The fluorescence intensity of the PpIX was recorded with a spectrometer couple to an optical fiber with the scheme showed in figure 2. The average spectrum from suspicious areas as well as regions of healthy skin exhibits an emission peak at 505 nm, being the intensity of suspicious points greater than healthy skin area. Furthermore, suspicious points exhibit another structured peak in the 600 - 700 nm range (Fig. 7c, black squares). The later feature appears as a shoulder for the case of the average emission spectrum taken from the hand skin (Fig. 7c, red squares) or from different treated points at the head (Fig. 7d). A reference curve can be obtained from the decaying tail of the peak at 505 nm to be subtracted from emission intensity at the 550 – 700 nm range . The inset in Fig. 7d shows a rather clear peak, while a noisy signal is obtained for red laser treated regions (inset in Fig. 7c). This description is consistent with the increased amount of PpIX in pathological regions in comparison with a healthy skin and treated regions. A similar interpretation has been proposed in literature .

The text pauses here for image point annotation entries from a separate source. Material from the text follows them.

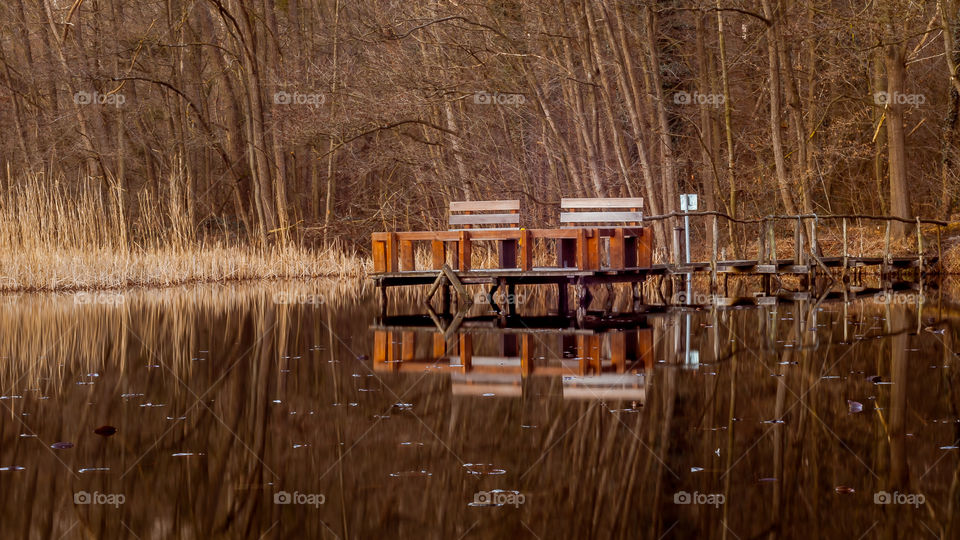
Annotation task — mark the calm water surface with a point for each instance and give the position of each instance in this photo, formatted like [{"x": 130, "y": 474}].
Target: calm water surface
[{"x": 288, "y": 410}]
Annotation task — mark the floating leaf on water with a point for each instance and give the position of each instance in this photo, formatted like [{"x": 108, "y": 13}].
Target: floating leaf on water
[
  {"x": 105, "y": 431},
  {"x": 411, "y": 474},
  {"x": 480, "y": 469}
]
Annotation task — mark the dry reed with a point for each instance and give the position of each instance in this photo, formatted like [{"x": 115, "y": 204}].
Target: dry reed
[{"x": 55, "y": 236}]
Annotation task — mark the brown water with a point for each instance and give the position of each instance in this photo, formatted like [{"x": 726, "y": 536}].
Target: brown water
[{"x": 790, "y": 421}]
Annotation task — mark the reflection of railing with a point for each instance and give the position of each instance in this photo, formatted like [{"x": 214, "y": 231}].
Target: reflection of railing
[{"x": 600, "y": 362}]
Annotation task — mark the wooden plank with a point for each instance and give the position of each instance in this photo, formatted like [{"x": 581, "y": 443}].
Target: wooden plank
[
  {"x": 616, "y": 250},
  {"x": 583, "y": 257},
  {"x": 406, "y": 256},
  {"x": 593, "y": 251},
  {"x": 466, "y": 351},
  {"x": 645, "y": 347},
  {"x": 645, "y": 249},
  {"x": 600, "y": 217},
  {"x": 392, "y": 255},
  {"x": 438, "y": 254},
  {"x": 379, "y": 256},
  {"x": 407, "y": 345},
  {"x": 507, "y": 253},
  {"x": 611, "y": 202},
  {"x": 630, "y": 252},
  {"x": 567, "y": 252},
  {"x": 439, "y": 346},
  {"x": 618, "y": 351},
  {"x": 525, "y": 248},
  {"x": 482, "y": 206},
  {"x": 526, "y": 354},
  {"x": 483, "y": 219},
  {"x": 380, "y": 339},
  {"x": 464, "y": 251}
]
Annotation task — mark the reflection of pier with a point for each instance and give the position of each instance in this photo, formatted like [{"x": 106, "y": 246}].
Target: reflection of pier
[{"x": 496, "y": 355}]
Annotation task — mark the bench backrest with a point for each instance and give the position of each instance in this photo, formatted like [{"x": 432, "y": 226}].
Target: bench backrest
[
  {"x": 469, "y": 214},
  {"x": 613, "y": 211}
]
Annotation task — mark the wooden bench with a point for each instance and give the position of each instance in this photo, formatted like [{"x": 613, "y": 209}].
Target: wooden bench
[
  {"x": 471, "y": 214},
  {"x": 615, "y": 218},
  {"x": 489, "y": 216},
  {"x": 579, "y": 246}
]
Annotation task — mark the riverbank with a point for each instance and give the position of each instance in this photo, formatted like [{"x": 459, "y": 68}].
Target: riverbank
[{"x": 56, "y": 236}]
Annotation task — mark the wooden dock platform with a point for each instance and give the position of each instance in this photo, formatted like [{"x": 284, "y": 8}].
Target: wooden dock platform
[{"x": 586, "y": 256}]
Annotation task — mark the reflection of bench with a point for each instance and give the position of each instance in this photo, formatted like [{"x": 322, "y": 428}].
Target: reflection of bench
[
  {"x": 585, "y": 222},
  {"x": 615, "y": 218}
]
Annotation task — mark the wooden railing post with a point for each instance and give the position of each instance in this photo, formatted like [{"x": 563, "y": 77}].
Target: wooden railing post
[
  {"x": 406, "y": 256},
  {"x": 438, "y": 252},
  {"x": 713, "y": 255},
  {"x": 526, "y": 251},
  {"x": 845, "y": 252},
  {"x": 464, "y": 251}
]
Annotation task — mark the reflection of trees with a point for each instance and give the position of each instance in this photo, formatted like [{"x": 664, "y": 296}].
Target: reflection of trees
[{"x": 586, "y": 468}]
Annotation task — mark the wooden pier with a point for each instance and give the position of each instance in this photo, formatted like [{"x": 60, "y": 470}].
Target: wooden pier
[{"x": 604, "y": 253}]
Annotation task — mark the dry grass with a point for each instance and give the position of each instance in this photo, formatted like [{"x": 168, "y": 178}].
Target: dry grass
[{"x": 55, "y": 237}]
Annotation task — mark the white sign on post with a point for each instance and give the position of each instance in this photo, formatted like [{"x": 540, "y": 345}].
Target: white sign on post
[{"x": 688, "y": 202}]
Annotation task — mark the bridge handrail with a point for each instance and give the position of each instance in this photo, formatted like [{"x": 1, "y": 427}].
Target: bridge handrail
[{"x": 787, "y": 217}]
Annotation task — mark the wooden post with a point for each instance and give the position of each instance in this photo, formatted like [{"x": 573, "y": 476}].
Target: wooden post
[
  {"x": 618, "y": 351},
  {"x": 382, "y": 299},
  {"x": 645, "y": 248},
  {"x": 466, "y": 351},
  {"x": 563, "y": 301},
  {"x": 813, "y": 250},
  {"x": 939, "y": 251},
  {"x": 845, "y": 252},
  {"x": 884, "y": 270},
  {"x": 408, "y": 346},
  {"x": 406, "y": 256},
  {"x": 713, "y": 256},
  {"x": 439, "y": 346},
  {"x": 526, "y": 251},
  {"x": 464, "y": 250},
  {"x": 763, "y": 254},
  {"x": 677, "y": 233},
  {"x": 438, "y": 253},
  {"x": 771, "y": 235},
  {"x": 379, "y": 248},
  {"x": 798, "y": 242},
  {"x": 526, "y": 355},
  {"x": 919, "y": 247},
  {"x": 392, "y": 257},
  {"x": 617, "y": 259}
]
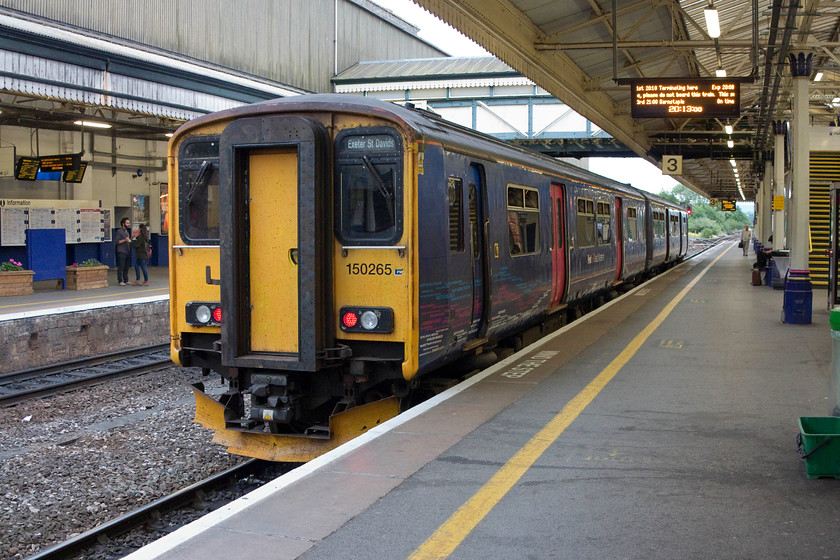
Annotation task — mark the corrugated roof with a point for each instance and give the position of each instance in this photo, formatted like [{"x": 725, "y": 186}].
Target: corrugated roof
[{"x": 426, "y": 69}]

Fluorescence spectroscopy with 405 nm excitation for the detection of non-melanoma tumors in vivo has been reported in literature . In this work, authors have demonstrated the correlation between cancer detection diagnostic accuracy and skin phototype of the patient. With increasing of cutaneous pigmentation, the diagnostic accuracy for tumor detection and differentiation from normal skin fall down. In our case, we followed the fluorescence on a patient with non-melanoma neoplastic disease before and after the treatment. It can be detected a significant decrease in the fluorescence in the 600 – 700 nm range, for treated regions (Figure 7). We employed a point monitoring system like that employed in reference . There, the pharmacokinetics of PpIX in skin tumors, i.e., basal cell carcinomas (BCC) and T-cell lymphomas, as well as in normal skin has been studied utilizing red (652 nm) laser induced fluorescence for the in vivo monitoring. Results from this research showed that the emission spectra indicated the build-up of the PpiX and the tumor selectivity in the superficial layers of the area planned for treatment.